While he was studying law in Aix-en-Provence, where he was born, Paul Cézanne enrolled at the city’s Municipal School of Drawing. In 1862, he turned his back on a legal career and joined his friend Émile Zola in Paris. He copied old paintings at the Louvre Museum and contemporary paintings at the Luxembourg Museum, where he discovered Eugène Delacroix’s artworks. In 1872, he moved to Auvers-sur-Oise, where he painted alongside Camille Pissarro, and he took part in the impressionist group’s founding exhibition in Paris in 1874.

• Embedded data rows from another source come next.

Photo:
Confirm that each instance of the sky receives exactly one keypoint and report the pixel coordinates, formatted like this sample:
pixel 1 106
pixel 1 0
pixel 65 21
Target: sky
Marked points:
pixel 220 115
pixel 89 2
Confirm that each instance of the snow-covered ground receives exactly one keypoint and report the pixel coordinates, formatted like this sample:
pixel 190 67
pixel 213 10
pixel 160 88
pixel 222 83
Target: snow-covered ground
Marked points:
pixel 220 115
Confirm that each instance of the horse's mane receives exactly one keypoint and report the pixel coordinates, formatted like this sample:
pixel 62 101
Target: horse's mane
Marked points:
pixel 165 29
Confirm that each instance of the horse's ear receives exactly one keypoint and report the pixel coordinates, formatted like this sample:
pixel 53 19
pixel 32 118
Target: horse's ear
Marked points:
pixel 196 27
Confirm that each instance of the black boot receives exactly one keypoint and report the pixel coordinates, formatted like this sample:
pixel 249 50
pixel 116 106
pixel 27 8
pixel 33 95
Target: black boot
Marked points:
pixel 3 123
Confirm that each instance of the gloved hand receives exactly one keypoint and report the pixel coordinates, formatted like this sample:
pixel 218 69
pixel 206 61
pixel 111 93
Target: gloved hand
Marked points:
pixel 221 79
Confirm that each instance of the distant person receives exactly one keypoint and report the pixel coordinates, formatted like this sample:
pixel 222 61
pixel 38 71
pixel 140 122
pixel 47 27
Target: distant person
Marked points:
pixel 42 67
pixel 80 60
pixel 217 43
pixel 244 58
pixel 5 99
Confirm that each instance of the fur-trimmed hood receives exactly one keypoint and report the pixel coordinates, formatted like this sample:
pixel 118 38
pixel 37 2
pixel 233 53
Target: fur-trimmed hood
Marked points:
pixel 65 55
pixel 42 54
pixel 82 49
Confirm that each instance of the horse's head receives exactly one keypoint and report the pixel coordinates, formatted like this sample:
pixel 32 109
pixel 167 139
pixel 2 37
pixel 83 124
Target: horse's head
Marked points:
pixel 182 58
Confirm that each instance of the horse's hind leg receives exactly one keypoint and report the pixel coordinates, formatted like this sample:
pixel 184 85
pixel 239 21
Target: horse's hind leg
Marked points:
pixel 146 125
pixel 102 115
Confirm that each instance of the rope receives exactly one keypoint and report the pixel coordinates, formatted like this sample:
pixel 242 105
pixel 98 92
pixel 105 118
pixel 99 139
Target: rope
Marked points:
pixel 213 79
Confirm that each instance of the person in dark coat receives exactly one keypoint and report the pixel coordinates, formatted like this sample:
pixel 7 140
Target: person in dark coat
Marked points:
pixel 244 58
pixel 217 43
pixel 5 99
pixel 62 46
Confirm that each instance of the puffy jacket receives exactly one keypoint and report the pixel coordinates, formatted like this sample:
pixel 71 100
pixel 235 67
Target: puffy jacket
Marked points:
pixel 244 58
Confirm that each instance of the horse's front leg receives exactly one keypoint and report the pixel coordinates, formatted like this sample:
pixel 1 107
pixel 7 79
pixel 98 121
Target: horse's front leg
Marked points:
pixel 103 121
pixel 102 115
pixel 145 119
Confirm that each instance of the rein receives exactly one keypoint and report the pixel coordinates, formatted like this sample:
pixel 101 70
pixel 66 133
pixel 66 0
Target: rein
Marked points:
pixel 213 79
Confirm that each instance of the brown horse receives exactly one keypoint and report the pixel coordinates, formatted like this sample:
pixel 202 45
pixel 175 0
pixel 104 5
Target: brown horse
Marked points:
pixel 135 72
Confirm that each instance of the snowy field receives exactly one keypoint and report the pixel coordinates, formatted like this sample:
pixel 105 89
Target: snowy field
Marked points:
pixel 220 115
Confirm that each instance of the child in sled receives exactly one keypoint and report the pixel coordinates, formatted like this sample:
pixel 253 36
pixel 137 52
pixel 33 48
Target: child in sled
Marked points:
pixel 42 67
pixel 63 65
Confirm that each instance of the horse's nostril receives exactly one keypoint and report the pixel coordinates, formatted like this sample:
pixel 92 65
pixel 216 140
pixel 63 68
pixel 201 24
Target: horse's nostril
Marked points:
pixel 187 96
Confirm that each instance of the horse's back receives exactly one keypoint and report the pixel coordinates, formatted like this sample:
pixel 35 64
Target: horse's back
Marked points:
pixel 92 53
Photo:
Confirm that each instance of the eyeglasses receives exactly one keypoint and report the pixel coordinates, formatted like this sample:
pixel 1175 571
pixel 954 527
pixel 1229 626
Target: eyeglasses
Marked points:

Cézanne divided his life between Paris and Provence. He abandoned impressionism but continued to work in the open air, employing shadowy colors. Between 1890 and 1895, his painting underwent a radical change, both in style and technique, emphasizing objects’ outlines while only sketching in their reliefs.
In 1895, his first exhibition, held at the art dealer Ambroise Vollard’s gallery, introduced him to the public at large. The young painters of the day revered him as the precursor of modern painting, due to his sense of volume and the importance he assigned to geometric structure: Picasso is said to have called him “the father of us all”. His body of work mainly consists of still lifes and Provence landscapes but also includes portraits and depictions of women bathing.
In the 1920s, Paul Guillaume acquired a number of Cézanne’s major works, including Madame Cézanne au jardin (Madame Cézanne in the Garden – 1885-1895) Portrait de Madame Cézanne (Portrait of Madame Cézanne – 1885-1895) and Portrait du fils de l’artiste (Portrait of the Artist’s Son – circa 1880). His widow, Domenica Walter-Guillaume, purchased several more of Cézanne’s paintings that are now conserved at the Musée de l’Orangerie, including such landscapes as Le Rocher rouge (The Red Rock – circa 1895), Le Paysage au toit rouge (Landscape with Red Roof) and Le Pin à l’Estaque (The Pine Tree at Estaque – 1875-1876). By doing so, she left her mark on the collection without ever straying from the ambitious direction set by Paul Guillaume, and it is very much due to her that the Orangerie now houses some of the Master of Aix’s most important works.